Speaker
Description
This contribution presents the latest experimental results from the QUARTET collaboration on high-resolution muonic lithium spectroscopy, aiming for the precise determination of nuclear charge radii for lithium isotopes. Precise measurements of absolute nuclear charge radii are a crucial ingredient for precision QED tests and serve as ideal benchmarks for modern nuclear structure theory [1]. Muonic atom spectroscopy is a well-established method to accurately determine the root-mean-square (RMS) radii of nuclear charge density distributions and has already delivered the most accurate results for very light (Z < 3) as well as heavier nuclei (Z > 10) [2]. However, a gap remains for muonic atoms from lithium to neon due to technological limitations in the relevant energy range (~20–200 keV) based on the lack of resolving power of conventional solid-state detectors.

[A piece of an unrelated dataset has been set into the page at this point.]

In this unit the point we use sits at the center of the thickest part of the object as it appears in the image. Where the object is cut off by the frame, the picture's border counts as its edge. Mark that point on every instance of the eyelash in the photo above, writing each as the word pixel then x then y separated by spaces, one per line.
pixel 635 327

To address this gap, the QUARTET collaboration employs cryogenic metallic magnetic calorimeters (MMCs) that combine broadband spectral coverage with record resolving power. In October 2024, the first experimental campaign at the Paul Scherrer Institute demonstrated the feasibility of this approach and showed the first high-resolution spectra of muonic lithium, beryllium, and boron, resolving the 2p-1s transitions of the individual stable isotopes. These results mark a significant step forward in bridging the low-Z charge radius gap and offer promising prospects for future precision measurements [3]. This talk will shed light on the ongoing analysis and showcase the preliminary results of the muonic lithium measurements.
References:
[1] Karshenboim, S. G. (2005). Precision physics of simple atoms: QED tests, nuclear structure, and fundamental constants. Physics Reports, 422(1–2), 1–63.
[2] Fricke, G., Heilig, K., & Schopper, H. F. (2004). Nuclear charge radii (Vol. 454). Berlin: Springer.
[3] Ohayon, B.; Abeln, A.; Bara, S.; Cocolios, T.; Eizenberg, O.; Fleischmann, A.; Gastaldo, L.; Godinho, C.; Heines, M.; Hengstler, D.; Hupin, G.; Indelicato, P.; Kirch, K.; Knecht, A.; Kreuzberger, D.; Machado, J.; Navratil, P.; Paul, N.; Pohl, R.; Unger, D.; Vogiatzi, S.; Schoeler, K.; Wauters, F. Towards Precision Muonic X-ray Measurements of Charge Radii of Light Nuclei. Physics 2024, 6(1), 206–215.